4 pensieri su “3a Puntata

  1. Grazie per aver accettato la mia aggiunta agli amici…

    Comunque ottimo intervento, questo blog più lo leggo e più mi piace…

    Saluti 😉

  2. 4 Maggio 1949 – 5 Maggio 2009

    Sessant’anni fa non c’era la tv! Eppure tutto il mondo sportivo conosceva il Grande Torino. La squadra di calcio più forte del mondo. Non c’era la Coppa dei Campioni, né alcuna competizione internazionale a livello di club. Quella squadra, però, riuscì ad imporsi anche all’estero per il fatto che 10 degli 11 componenti della Nazionale Italiana provenivano proprio da quella squadra.

    L’Italia era quella del dopoguerra, distrutta e con tanta voglia di ricostruirsi, moralmente prima ancora che materialmente. Il “Grande Toro” era la dimostrazione che qualcosa di importante, di unico, proprio di “grande” poteva esistere anche nella nostra Italia, ed il calcio, un fenomeno di passione popolare immenso, ebbe la funzione di volano per la rinascita nazionale, grazie proprio a quella squadra. La squadra più forte del mondo.

    Il destino infame, terribile e cinico regalò alla storia il Mito degli Eroi granata, portandoseli via, tutti insieme, contemporaneamente, a pochi metri sopra la città di Torino, sbattendoli contro di una basilica che spadroneggia il panorama, e che si vede da qualsiasi parte del centro o della periferia ci si trovi, così da avere sempre davanti agli occhi “quel luogo”.

    Solo il fato li vinse. Nessuno riusciva a battere quel “Grande Toro” ed allora il destino decise che era giusto regalarli alla storia così, imbattuti. Da allora la Leggenda del “Grande Toro” è stata tramandata di padre in figlio, come un’eredità, una consegna preziosissima. Un patrimonio addirittura spirituale, la fede granata, come scelta di vita e appartenenza, molto più che “semplicemente” tifare per una squadra di calcio.

    Una fede generata dalla sublimazione del dolore, di quella tragedia collettiva, nel perdere improvvisamente ed inesorabilmente tutto, e quel tutto era il massimo (calcisticamente parlando) che una passione vera, popolare e profonda come il calcio potesse esprimere.
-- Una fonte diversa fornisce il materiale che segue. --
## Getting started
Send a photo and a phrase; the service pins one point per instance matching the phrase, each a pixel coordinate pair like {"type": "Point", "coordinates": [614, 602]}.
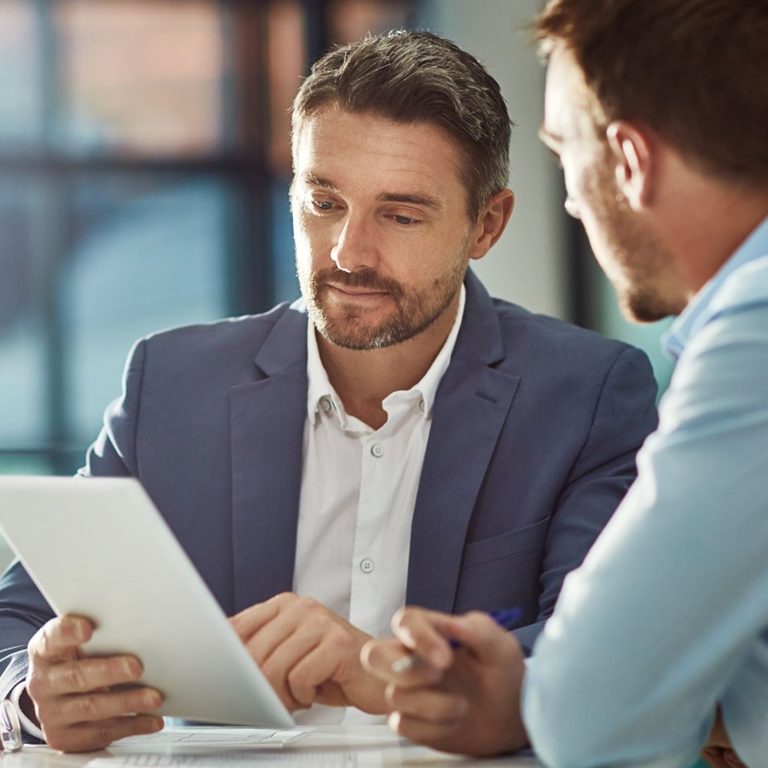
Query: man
{"type": "Point", "coordinates": [657, 111]}
{"type": "Point", "coordinates": [414, 441]}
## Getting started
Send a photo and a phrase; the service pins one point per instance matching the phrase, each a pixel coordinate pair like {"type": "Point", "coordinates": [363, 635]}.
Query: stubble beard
{"type": "Point", "coordinates": [414, 311]}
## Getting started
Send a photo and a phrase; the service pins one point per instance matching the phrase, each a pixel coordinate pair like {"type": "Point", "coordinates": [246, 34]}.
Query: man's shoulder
{"type": "Point", "coordinates": [252, 330]}
{"type": "Point", "coordinates": [224, 350]}
{"type": "Point", "coordinates": [552, 339]}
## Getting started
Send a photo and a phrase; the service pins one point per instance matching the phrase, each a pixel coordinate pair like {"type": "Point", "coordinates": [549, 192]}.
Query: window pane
{"type": "Point", "coordinates": [285, 282]}
{"type": "Point", "coordinates": [22, 365]}
{"type": "Point", "coordinates": [141, 76]}
{"type": "Point", "coordinates": [148, 255]}
{"type": "Point", "coordinates": [286, 54]}
{"type": "Point", "coordinates": [20, 92]}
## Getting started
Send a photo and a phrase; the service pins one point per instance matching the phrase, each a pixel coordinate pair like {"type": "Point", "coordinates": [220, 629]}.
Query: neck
{"type": "Point", "coordinates": [706, 224]}
{"type": "Point", "coordinates": [364, 379]}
    Sarà impossibile che nei secoli venga dimenticato il Grande Torino morto a Superga il 4 Maggio 1949. Ed oggi, poche ore dopo il sessantesimo anniversario di quella tragedia, ecco qui i tuoi amici “pallonari” a salutare te, Mister Lidano. Esempio di stile ed umiltà, grande lealtà sportiva e simpatia. Da stamattina, lassù, Antonio potrà contare su un amico in più.

    Erano le cinque del pomeriggio sulla collina di Superga, calava la sera su Latina. Il destino Vi ha reso invincibili, il popolo fondano e quello granata Vi ha resi e Vi renderà Immortali.